Nordic Startup Bits was there as STING Day was held for the sixth consecutive year. With 65 selected startups and more than 140 investors gathered we were in for a great and inspiring day.
The headline of the day was inspiration. Inspiration for investors to meet and get to know some of Sweden’s most interesting and promising startups within life science, clean tech, ICT and internet/media. Inspiration for startups in the form of exciting stories from “those who made it”, highly relevant panel discussions, live pitching in front of a jury and a live interview with co-founder of Spotify Martin Lorentzon.
Mingling in the exhibition area
During the day the vivid exhibition area gave great chance for mingling and networking. Investors and other interested participants had a possibility to become familiar with the startups’ products and concepts first hand.
“The exhibition area was a good way to get exposure to different kinds of visitors and a chance to introduce Worldfavor face-to-face – which is always the most effective and fun way in my opinion,” Frida Emilsson said.
Alexander Bergendahl co-founder and CEO at SNOW, the world’s first free-to-play open world winter sports game obtained particularly great benefits from being able to let people experience their game first hand.
“Having the opportunity to demo SNOW in the exhibition area during STING Day is invaluable.
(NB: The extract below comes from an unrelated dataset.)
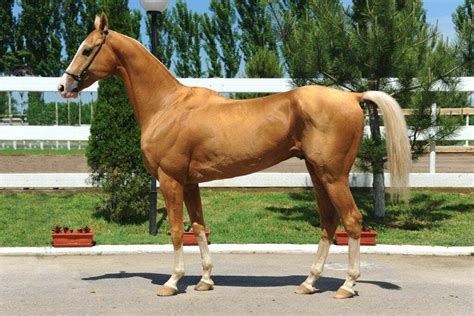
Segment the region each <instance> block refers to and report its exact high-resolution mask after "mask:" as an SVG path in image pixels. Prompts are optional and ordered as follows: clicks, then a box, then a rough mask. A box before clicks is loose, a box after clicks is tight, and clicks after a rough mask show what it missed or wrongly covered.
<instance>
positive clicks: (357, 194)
mask: <svg viewBox="0 0 474 316" xmlns="http://www.w3.org/2000/svg"><path fill="white" fill-rule="evenodd" d="M354 197H355V200H356V202H357V204H358V205H359V207H360V209H361V211H362V212H363V214H364V225H368V226H371V227H373V228H374V229H375V230H377V232H378V233H379V235H378V236H377V242H378V243H380V244H393V245H401V244H412V245H413V244H418V245H437V246H473V245H474V235H473V234H466V232H469V231H470V230H471V229H472V222H473V221H474V212H473V210H474V195H472V194H459V193H443V192H413V193H412V196H411V201H410V204H400V205H389V206H387V209H388V210H389V212H388V215H387V217H386V219H385V221H384V222H382V223H381V222H377V221H375V220H374V219H373V218H372V217H370V215H368V214H370V213H371V205H370V204H371V203H370V201H371V198H370V194H368V193H367V191H364V190H355V191H354ZM102 198H104V197H103V195H102V194H101V193H97V192H74V193H64V192H56V193H0V230H1V231H3V232H9V233H8V234H1V235H0V246H1V247H15V246H16V247H18V246H29V247H32V246H47V245H48V244H49V243H50V242H51V237H50V236H49V234H48V231H49V230H50V229H51V227H54V226H55V225H62V226H68V227H83V226H85V225H87V226H89V227H91V228H92V229H93V230H94V231H95V232H96V236H95V237H94V239H95V240H96V242H97V244H99V245H104V244H105V245H110V244H131V245H133V244H157V243H159V244H169V243H170V236H169V235H167V232H168V223H167V221H166V213H165V212H164V210H163V209H162V210H161V211H160V213H159V215H158V218H159V223H160V225H159V230H158V235H157V236H151V235H149V234H148V225H147V223H146V221H143V222H141V223H138V224H130V225H118V224H117V223H111V222H109V221H106V220H105V219H104V218H102V217H101V216H97V213H96V212H95V211H94V205H96V204H97V203H98V202H100V201H101V199H102ZM387 198H388V197H387ZM202 202H203V207H204V212H205V217H206V224H207V226H208V227H209V228H210V229H211V231H212V233H211V235H210V240H211V242H212V243H216V244H219V243H221V244H225V243H293V244H316V243H317V242H318V240H319V235H320V230H319V227H318V226H319V217H318V215H317V212H316V210H315V202H314V195H313V193H312V192H311V190H300V191H289V192H255V191H251V192H245V191H243V192H242V191H222V190H218V191H212V190H203V191H202ZM243 209H244V210H245V211H242V210H243Z"/></svg>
It’s often a challenge to accurately describe what we’re building to people – especially in a crowded room – so being able to actually show a potential investor the game and let them play it right then and there makes a massive difference,” Alexanders Bergendahl explains.
STING Day indeed facilitated a chance for startups and investors to meet. Besides the exhibition area they offered a more formal setting in the form of a speed-dating session. Here startups had 6 minutes to pitch their ideas to selected investors.
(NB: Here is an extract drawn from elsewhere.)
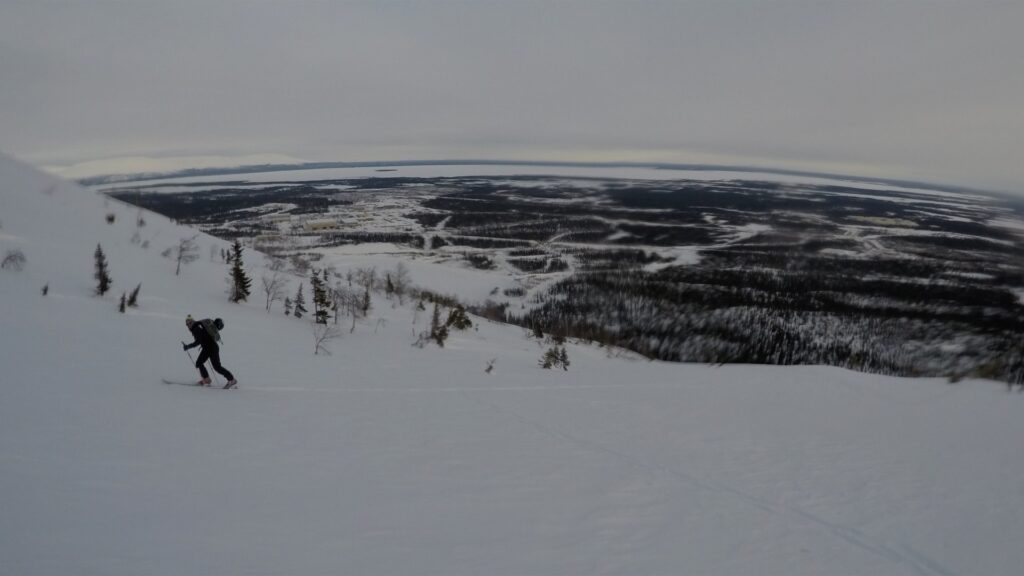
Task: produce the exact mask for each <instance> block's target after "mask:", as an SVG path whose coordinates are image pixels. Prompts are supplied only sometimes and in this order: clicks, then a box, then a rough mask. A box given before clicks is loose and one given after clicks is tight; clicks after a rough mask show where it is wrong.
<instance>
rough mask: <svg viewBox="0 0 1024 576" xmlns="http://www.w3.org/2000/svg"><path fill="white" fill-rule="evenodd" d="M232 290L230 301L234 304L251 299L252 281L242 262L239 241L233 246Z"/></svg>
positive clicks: (231, 282) (232, 265) (231, 270)
mask: <svg viewBox="0 0 1024 576" xmlns="http://www.w3.org/2000/svg"><path fill="white" fill-rule="evenodd" d="M230 281H231V290H230V300H231V301H232V302H243V301H245V300H247V299H248V298H249V287H250V286H251V285H252V280H251V279H250V278H249V277H248V276H247V275H246V271H245V268H244V264H243V262H242V243H241V242H239V241H238V240H236V241H234V244H232V245H231V276H230Z"/></svg>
Linas Matkasse – what is the secret recipe for growth?
The day started with keynote speeches of some of the Swedish startups who have made it, and Linas Matkasse, a meal delivery subscription service, was one of them. Having experienced rapid initial growth they were asked to present their secret recipe for this. They introduced their presentation with a clear answer:
“In the beginning volume is more important than margin – margin will come with volume,” Niklas Aronsson, co-founder of Linas Matkasse said.
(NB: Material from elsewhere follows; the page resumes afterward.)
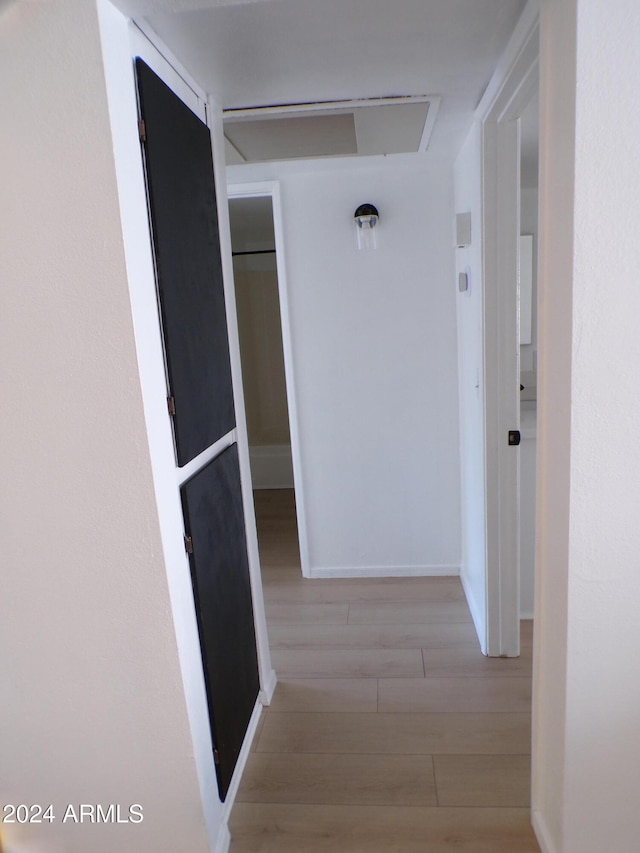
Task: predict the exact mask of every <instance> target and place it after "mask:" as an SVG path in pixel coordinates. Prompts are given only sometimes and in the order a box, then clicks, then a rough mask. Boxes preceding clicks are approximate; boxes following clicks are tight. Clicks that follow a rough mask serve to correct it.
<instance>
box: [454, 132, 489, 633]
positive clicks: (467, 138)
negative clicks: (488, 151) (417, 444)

With that strategy in mind they had focused all their energy on rapidly creating a certain cash flow. They did this by outsourcing all their volume work, like packaging and logistics, leaving themselves to do all the really valuable work.
With the cash flow created they were able to make a national TV commercial produced in Lina’s own kitchen with her own family acting. The commercial created the desired volume in customers and with this they could start focusing on their margins.
Saeid Esmaeilzadeh – from refugee to successful entrepreneur
Saeid Esmaeilzadeh’s path to success has to a high extent been characterized exactly by serendipity. Thus, this was the headline of his speech covering his entire life story; from being a refugee that by a circuitous route ended up in Sweden to leading a successful company with a yearly revenue of 41 million Euro in 2014.
At the event we did an exclusive interview with Said Esmaeilzadeh in which he explains how he sees the startup environment in Stockholm. You can look forward to reading the interview here on the site soon.
Panel discussion – Bridging between startups and corporations
How can global corporations and smaller, fast-growing startups benefit more from collaboration? How can they work closer together, as they do in the US?
These were the questions underlying the panel discussion in which both startups and people from great organisations took part, among others director of Developer Experience and Evangelism at Microsoft, Sara Kullgren.
One factor underlying the discussion is the fact that 85% of all Swedish companies that are acquired are bought by US companies – not European. So how can this be? Sara Kullgren offered an explanation: it is a matter of company culture – US corporations are more willing to take risks than are European.
The main take away from the panel discussion was that the relationship between startups and corporations is so much more than just a question of whether or not corporations should invest money in startups by buying them.
There are several other ways for startups and corporations to benefit and learn from each other. At Microsoft, for example, they give startups access to their solutions and let them co-create. Then, after having strengthened them, they consider a more formal collaboration, e.g. to invest money in them.
The main advice for startups approaching corporations was this: be aggressive in your approach, don’t take no for an answer – be a bit more American.
Interest in Stockholm’s startups is at its highest
Community Manager at STING and organiser of the event Sara Mattsson was entirely contented with the day.
“Stockholm is becoming known as the startup capital of Europe, as it is home to the most billion-dollar startups in the world, after Silicon Valley. The interest in our city’s startups is at an all-time high, and STING Day plays a key role in connecting these entrepreneurs with international and local investors. This year we welcomed more than 140 investors from more than 60 venture capital firms in 11 countries — a splendid turnout!”
Thank you to STING for a great and inspiring day!